Money had been tight since the McDowalls had taken over the hotel in the scenic village, tucked away in the rolling Ayrshire countryside, fourteen miles south of Girvan, four years earlier. Each month it had been a struggle to make ends meet – a struggle that became all the more difficult when McDowall suffered the stroke that had forced him off the road for a year.
Stevenson was usually too careful to be anywhere near the drugs he was pouring into Scotland. He was usually too careful to discuss those drugs with anyone apart from his tight and loyal inner circle. So why had he taken the risk of meeting a man he hardly knew to discuss, in incriminating detail, how he was regularly bringing class A drugs of every description into Scotland with the help of complicit HGV drivers and their trucks?
One associate remembers:
Stevenson was massively careful, verging on the paranoid. He had a few men whose judgement and abilities he trusted completely and they would usually do any face-to-face stuff. But he had to meet McDowall. The guy was potentially going to be a big, big part of what they were doing – a keystone. Stevenson had to see him for himself – satisfy himself.

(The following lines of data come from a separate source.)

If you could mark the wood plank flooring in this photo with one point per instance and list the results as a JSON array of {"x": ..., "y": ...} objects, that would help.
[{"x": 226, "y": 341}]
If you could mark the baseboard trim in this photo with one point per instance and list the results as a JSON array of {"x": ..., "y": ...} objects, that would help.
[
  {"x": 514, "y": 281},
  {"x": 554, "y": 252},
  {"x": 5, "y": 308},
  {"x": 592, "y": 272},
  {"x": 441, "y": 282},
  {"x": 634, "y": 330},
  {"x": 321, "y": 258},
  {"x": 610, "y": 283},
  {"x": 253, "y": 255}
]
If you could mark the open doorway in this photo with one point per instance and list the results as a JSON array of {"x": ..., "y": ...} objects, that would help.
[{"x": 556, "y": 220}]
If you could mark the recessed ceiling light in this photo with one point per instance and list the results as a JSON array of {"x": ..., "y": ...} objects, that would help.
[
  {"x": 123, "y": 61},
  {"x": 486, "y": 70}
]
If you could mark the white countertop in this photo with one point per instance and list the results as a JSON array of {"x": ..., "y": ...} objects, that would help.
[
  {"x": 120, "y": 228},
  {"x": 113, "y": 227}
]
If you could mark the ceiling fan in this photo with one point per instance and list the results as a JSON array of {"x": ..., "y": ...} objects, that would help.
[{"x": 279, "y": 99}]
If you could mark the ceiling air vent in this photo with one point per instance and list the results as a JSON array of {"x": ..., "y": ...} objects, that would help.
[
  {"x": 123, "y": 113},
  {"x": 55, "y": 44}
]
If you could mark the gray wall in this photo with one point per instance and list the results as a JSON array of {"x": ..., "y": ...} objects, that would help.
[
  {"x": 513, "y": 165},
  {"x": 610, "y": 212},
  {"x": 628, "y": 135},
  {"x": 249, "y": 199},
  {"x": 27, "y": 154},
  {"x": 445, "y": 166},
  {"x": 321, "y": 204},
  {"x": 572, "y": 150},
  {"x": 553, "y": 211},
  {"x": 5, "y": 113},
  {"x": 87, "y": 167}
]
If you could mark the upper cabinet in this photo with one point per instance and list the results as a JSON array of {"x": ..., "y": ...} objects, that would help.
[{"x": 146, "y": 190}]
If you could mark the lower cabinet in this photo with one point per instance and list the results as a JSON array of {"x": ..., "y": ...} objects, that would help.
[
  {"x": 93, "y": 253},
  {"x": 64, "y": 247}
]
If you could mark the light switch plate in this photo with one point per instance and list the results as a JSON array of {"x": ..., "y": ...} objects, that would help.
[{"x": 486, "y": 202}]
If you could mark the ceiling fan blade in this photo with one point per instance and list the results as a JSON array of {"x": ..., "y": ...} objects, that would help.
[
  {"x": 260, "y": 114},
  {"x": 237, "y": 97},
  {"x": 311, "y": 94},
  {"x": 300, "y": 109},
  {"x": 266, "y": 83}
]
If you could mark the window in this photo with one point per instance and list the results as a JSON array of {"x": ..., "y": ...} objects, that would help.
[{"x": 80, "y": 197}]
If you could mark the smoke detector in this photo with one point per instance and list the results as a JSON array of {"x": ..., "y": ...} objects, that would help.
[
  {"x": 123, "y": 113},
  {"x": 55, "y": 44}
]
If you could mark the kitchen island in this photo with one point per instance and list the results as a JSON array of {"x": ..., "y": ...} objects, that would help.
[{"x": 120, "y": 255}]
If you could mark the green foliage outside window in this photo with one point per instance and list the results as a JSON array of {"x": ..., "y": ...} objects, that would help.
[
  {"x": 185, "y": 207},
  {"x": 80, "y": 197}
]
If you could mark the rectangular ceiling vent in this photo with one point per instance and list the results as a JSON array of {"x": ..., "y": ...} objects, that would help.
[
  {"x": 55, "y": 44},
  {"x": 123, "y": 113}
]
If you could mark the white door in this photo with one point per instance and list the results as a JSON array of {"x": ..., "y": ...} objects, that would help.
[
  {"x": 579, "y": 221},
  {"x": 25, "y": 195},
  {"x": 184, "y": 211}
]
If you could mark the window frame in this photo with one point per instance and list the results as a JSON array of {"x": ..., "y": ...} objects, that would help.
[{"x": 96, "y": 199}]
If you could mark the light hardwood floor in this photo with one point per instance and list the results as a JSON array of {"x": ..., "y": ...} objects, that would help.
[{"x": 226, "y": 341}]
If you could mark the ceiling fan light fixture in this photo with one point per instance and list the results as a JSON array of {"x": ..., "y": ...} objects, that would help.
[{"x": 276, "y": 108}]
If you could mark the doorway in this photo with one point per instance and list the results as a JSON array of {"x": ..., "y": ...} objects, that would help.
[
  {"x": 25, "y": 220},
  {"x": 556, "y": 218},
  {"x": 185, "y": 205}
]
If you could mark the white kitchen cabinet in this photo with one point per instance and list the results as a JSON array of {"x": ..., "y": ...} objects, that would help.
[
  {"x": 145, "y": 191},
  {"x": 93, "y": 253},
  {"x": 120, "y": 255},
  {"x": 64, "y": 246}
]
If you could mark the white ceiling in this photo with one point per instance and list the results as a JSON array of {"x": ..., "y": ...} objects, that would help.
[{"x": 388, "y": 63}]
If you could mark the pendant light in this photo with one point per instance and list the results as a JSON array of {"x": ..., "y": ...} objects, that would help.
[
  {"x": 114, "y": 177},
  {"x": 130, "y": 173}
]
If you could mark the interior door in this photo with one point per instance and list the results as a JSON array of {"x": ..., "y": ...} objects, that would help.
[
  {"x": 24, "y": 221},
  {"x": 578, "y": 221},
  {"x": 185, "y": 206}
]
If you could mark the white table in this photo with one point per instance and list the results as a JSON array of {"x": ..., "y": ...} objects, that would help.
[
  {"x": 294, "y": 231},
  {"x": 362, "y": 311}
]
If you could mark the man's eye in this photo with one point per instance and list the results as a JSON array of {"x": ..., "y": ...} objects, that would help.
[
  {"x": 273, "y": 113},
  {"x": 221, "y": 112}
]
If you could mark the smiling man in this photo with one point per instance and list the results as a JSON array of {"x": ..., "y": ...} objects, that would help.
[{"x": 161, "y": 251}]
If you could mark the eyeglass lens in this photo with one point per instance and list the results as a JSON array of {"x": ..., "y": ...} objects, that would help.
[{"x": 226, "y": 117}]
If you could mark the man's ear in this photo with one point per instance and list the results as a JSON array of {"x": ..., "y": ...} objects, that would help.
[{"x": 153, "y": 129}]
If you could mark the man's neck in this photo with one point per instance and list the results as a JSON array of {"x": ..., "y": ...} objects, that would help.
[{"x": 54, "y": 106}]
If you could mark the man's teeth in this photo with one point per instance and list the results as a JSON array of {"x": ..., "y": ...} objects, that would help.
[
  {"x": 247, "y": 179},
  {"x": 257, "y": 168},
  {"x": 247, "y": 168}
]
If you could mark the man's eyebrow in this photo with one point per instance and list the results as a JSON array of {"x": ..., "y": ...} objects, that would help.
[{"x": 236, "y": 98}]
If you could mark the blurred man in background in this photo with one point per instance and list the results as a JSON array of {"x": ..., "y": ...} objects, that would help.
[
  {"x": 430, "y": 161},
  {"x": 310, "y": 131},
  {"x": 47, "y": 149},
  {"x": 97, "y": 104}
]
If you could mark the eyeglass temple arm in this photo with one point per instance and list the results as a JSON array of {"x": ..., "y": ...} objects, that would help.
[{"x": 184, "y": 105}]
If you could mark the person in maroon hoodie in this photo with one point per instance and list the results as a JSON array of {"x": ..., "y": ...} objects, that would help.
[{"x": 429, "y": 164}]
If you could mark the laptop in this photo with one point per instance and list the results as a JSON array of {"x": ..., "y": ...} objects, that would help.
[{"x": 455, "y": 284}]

And it was almost the biggest mistake he ever made.
Stevenson and his henchmen now believe McDowall was already working for the authorities when they enjoyed their burgers al fresco. They suspect he had already been busted by Customs at Dover as he brought in a load of drugs in January 2003. He had been allowed to drive away after agreeing to help the authorities land the biggest fish in Scotland. They believed it enough to take out a £10,000 contract on the life of the suspected informer after he was jailed, along with Gallagher, following a court case that was notable for being the first time the SCDEA’s Operation Folklore had ever been mentioned in public.